Both Majid and Michael Gilmont, an Oxford research fellow who is focusing on water, stressed that the figures presented at the meeting will likely change given what has been learned during this visit.
Gilmont, who coordinates Oxford Martin’s whole transboundary resource management program, said comparing the data sets from the three distinct authorities to make it match up for analysis was a challenge. The plethora of different definitions and figures was a source of confusion and misunderstandings, he told The Times of Israel.
But helped by local experts, he and his colleagues managed to produce a “nearly consistent dataset with similar accounting definitions.”
Other challenges await, such as deeply entrenched geopolitical issues that may hamper the sides’ willingness to cooperate. But Gilmont noted that science, which is politically neutral, is an ideal vehicle for cross-border cooperation.
“A regional approach offers a bigger solution space,” he said, adding that the team would be looking at scenarios for increasing desalination and treated wastewater to meet regional needs. The latter uses a third of the energy needed by the former.
The data, which is still being updated in Ramallah and Amman, indicated that, taken together, the region would be unable to meet its citizens’ water needs by 2030.
Jordan is expected to fall 116 million cubic meters short annually by then, Gilmont said, although the figure would likely come down as Amman treated more wastewater, got a desalination plant in Aqaba off the ground, and received additional water from Israel.
The Palestinian Authority is expected to fall 431 million cubic meters short by the end of this decade, the data showed.
However, Israel is looking at a potential surplus of 300 million cubic meters of water by 2030. This is thanks to desalination and the use of treated sewage water for irrigation.

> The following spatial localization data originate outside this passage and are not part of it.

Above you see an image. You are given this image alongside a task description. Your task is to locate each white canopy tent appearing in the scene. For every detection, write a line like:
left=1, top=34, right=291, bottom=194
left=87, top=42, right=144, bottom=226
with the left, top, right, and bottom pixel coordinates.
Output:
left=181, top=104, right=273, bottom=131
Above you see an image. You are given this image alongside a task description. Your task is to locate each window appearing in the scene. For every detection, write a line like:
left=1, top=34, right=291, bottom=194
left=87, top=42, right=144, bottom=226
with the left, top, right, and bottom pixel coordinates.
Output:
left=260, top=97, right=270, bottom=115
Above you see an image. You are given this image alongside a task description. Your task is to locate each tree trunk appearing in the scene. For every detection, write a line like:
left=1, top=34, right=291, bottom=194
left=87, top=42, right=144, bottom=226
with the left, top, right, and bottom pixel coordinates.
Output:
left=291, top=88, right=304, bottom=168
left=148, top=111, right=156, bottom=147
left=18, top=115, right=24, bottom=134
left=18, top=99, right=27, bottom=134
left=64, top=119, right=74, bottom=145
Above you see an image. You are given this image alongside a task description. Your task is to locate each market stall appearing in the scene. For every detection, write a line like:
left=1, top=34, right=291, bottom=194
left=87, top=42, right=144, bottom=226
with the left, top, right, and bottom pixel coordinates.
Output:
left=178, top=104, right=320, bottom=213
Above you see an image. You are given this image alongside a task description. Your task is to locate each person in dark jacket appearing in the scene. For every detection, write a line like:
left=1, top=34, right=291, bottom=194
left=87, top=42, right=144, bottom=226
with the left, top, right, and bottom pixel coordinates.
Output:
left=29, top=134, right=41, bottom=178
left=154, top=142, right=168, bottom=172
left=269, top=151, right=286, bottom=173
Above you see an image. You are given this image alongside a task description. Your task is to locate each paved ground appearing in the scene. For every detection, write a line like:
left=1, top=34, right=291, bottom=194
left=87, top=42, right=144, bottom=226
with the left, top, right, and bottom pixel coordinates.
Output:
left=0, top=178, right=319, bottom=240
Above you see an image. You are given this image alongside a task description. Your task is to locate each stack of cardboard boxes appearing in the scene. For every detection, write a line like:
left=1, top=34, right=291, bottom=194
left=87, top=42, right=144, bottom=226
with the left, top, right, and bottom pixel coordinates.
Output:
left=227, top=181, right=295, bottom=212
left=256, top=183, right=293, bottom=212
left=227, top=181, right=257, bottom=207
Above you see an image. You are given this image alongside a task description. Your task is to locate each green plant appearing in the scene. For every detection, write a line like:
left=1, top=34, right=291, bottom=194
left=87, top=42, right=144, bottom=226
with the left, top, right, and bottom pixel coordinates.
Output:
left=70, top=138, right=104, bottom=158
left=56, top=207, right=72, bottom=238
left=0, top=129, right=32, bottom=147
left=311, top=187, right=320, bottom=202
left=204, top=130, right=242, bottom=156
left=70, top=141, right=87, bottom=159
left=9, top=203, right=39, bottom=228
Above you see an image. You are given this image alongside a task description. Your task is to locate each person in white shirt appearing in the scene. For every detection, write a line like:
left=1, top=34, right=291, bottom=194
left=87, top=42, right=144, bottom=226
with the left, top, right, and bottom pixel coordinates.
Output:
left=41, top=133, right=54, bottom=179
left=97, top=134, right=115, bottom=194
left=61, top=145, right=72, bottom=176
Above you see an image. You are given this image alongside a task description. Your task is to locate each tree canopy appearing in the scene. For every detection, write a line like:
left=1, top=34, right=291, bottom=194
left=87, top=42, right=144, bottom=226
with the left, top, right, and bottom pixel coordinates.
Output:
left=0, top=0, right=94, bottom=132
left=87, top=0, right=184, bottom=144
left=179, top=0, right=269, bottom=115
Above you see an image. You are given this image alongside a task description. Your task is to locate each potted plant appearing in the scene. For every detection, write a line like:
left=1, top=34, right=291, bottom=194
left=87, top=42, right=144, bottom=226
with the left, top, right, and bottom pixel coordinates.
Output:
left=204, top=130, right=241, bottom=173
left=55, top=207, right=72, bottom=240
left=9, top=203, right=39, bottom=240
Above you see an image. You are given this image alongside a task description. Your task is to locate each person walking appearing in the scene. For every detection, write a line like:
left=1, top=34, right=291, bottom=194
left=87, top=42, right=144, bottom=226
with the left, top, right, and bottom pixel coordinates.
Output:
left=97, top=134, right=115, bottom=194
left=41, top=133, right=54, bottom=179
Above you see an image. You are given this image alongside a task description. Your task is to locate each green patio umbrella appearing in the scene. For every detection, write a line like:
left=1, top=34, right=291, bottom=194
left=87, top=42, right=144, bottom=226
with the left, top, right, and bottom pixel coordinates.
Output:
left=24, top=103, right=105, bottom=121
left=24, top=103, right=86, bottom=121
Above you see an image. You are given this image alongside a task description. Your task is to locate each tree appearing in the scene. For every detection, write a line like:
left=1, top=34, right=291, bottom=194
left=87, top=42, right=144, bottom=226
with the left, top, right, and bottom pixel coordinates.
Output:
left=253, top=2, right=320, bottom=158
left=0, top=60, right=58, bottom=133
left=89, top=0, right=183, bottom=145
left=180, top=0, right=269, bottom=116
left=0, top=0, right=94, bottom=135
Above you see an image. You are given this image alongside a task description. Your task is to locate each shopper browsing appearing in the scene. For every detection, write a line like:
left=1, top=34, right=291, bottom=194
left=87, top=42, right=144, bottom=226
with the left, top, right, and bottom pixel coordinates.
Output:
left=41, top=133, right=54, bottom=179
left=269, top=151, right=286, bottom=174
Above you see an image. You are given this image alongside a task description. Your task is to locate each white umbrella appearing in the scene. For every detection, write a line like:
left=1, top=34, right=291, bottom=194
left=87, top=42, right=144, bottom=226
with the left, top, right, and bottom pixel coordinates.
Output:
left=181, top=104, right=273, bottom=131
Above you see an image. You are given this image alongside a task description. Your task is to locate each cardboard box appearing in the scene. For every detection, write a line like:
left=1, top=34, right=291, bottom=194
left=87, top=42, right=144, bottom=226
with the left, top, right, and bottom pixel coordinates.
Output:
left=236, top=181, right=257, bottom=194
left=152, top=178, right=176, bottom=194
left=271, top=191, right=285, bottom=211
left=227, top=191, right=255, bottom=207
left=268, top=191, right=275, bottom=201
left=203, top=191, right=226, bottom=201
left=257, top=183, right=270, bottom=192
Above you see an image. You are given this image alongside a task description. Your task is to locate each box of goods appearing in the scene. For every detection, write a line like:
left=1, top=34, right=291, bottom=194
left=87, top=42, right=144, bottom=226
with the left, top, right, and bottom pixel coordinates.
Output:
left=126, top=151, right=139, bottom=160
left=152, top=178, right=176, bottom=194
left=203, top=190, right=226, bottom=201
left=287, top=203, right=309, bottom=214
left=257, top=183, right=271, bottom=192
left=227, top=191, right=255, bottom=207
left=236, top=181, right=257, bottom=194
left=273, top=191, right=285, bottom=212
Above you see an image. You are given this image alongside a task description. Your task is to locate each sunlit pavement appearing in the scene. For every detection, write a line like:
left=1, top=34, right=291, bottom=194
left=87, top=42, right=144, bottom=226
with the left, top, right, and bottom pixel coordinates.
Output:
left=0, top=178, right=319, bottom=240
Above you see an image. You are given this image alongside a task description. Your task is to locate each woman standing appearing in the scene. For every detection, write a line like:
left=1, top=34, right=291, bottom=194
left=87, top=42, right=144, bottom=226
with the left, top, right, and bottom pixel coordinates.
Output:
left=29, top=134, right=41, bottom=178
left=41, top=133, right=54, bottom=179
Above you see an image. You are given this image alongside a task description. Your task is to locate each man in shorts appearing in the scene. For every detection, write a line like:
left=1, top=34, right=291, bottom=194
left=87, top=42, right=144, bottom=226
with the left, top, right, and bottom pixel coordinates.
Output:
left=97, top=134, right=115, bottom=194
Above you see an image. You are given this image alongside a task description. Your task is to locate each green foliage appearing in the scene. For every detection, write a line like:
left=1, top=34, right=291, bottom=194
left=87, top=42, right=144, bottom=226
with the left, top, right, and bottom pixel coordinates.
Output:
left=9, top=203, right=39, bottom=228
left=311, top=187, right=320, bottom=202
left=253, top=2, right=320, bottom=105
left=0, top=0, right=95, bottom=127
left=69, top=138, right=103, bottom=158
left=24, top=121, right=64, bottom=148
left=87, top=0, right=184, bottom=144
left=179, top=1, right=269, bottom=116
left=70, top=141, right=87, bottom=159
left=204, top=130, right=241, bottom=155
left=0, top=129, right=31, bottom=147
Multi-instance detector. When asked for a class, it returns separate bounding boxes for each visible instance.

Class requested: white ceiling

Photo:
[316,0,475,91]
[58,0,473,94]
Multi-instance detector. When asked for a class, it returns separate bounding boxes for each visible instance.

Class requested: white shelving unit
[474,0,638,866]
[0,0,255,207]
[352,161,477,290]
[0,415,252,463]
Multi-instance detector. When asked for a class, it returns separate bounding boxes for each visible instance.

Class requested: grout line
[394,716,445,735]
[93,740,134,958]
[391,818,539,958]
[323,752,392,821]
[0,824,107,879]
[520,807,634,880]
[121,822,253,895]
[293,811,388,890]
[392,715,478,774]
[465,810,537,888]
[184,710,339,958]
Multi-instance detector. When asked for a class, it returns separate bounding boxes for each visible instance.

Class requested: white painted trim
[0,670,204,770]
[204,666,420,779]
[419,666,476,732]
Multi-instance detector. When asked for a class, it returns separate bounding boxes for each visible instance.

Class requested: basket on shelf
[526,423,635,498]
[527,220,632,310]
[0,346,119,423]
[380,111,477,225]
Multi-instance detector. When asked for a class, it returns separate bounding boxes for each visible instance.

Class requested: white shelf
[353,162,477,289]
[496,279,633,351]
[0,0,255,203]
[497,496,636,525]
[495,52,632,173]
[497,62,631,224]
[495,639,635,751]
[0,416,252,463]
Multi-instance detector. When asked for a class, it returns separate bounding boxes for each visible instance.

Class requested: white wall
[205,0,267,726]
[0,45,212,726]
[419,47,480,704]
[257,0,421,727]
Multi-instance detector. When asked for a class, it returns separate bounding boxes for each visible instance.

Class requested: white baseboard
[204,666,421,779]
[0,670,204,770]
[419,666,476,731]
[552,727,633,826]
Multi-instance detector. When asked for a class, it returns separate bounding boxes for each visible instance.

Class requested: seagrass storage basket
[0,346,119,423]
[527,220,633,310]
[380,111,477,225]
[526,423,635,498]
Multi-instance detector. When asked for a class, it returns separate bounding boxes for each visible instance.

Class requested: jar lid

Gilmont said steps to come would include building out the scenarios or alternatives via consultations with regional stakeholders
“We want to… look at how these big picture numbers can be implemented on the ground via scalable options, and create a forum for regional knowledge sharing,” he said. “Conversations in Tel Aviv, Jerusalem, and Ramallah have emphasized the need for this.”
In an indication of rising environmental awareness in the West Bank, two men from the stone-cutting industry in Jenin turned up at the meeting seeking advice on countering stream pollution with marble slurry — a byproduct of stone-cutting.
Shaddad Attili, a former Palestinian water minister and former head of the Palestinian Water Authority, who is now a fellow with the Oxford team, said that Israel and the Palestinian Authority had signed the same international environmental accords.
“If we all agree, why don’t we sign a regional environmental protocol,” he proposed.
Sandler said that work with the region’s professionals would lead eventually to the political echelon.
She later told The Times of Israel that the initiative is not intended to supplant government agreements, such as those to supply Israeli water to Jordan or electricity to the Palestinian Authority. Rather, it sought to provide an agreed-upon scientific basis for all relevant actors in the region to be able to plan for the common threat of climate change.
“The idea is that everyone decides together,” she said.